A BUSINESSMAN who spearheaded plastic recycling in Victoria is hoping to turn a tip on the Mornington Peninsula into a multi-million dollar “recycling park incubator”.

Urban Mining Industries managing director Edward Meysztowicz said his idea came from seeing the need for a circular economy, jobs creation and sustainability, and realising that the recycling industry could address all three issues.

Meysztowicz says his idea will create jobs for the future on the peninsula and support the development of the hydrogen economy by converting waste plastic into hydrogen.

The proposal includes relocating Melbourne-based food, plastics and tyre recycling plants to the Tyabb transfer station, subject to Mornington Peninsula Shire Council approval.
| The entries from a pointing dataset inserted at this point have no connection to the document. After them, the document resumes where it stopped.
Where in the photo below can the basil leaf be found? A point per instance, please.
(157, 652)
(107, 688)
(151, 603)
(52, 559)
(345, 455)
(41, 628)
“This will help deliver the council’s own Zero Waste to Landfill 2030 goals and reduce costs for ratepayers, otherwise forced to rely on trucking waste to distant landfill,” Meysztowicz said.

In 2003, Meysztowicz established Branin Recycles in Melbourne to use food waste for stock or cattle food. He says he has turned more than 300,000 tonnes of food waste into new food, in the form of meat and milk. Fifteen years later the company started building a new plastics recycling plant, propelled by Meysztowicz’s own “zero-waste-to-landfill” philosophy.

“The plant converts the plastic film waste in your rubbish bin to new plastic film products like recycling bags. This is the circular economy in action. We want to scale it in the right home,” he said.

Meysztowicz said it was often difficult for recyclers to expand or stay afloat because of high costs, red tape and a “broken system”.

“Right now, if you have a great idea for recycling something, nobody will give you land or insure you, so it can’t start,” he said. “Waste export bans for things like plastic and tyres have met a lack of onshore infrastructure for recycling, so tyres are being dumped on the side of the road or illegally stockpiled, even on the peninsula.

“Plastic is filling warehouses or going to landfill. I am fighting to scale up proven recycling solutions that resolve land and insurance constraints and support the scaling of a circular economy.

“This recycling park will give locals, governments and regulators an insight into what the circular economy looks like.”

Meysztowicz said that despite the doom and gloom in the industry, there was hope for a better future if authorities embraced his notion of a circular economy.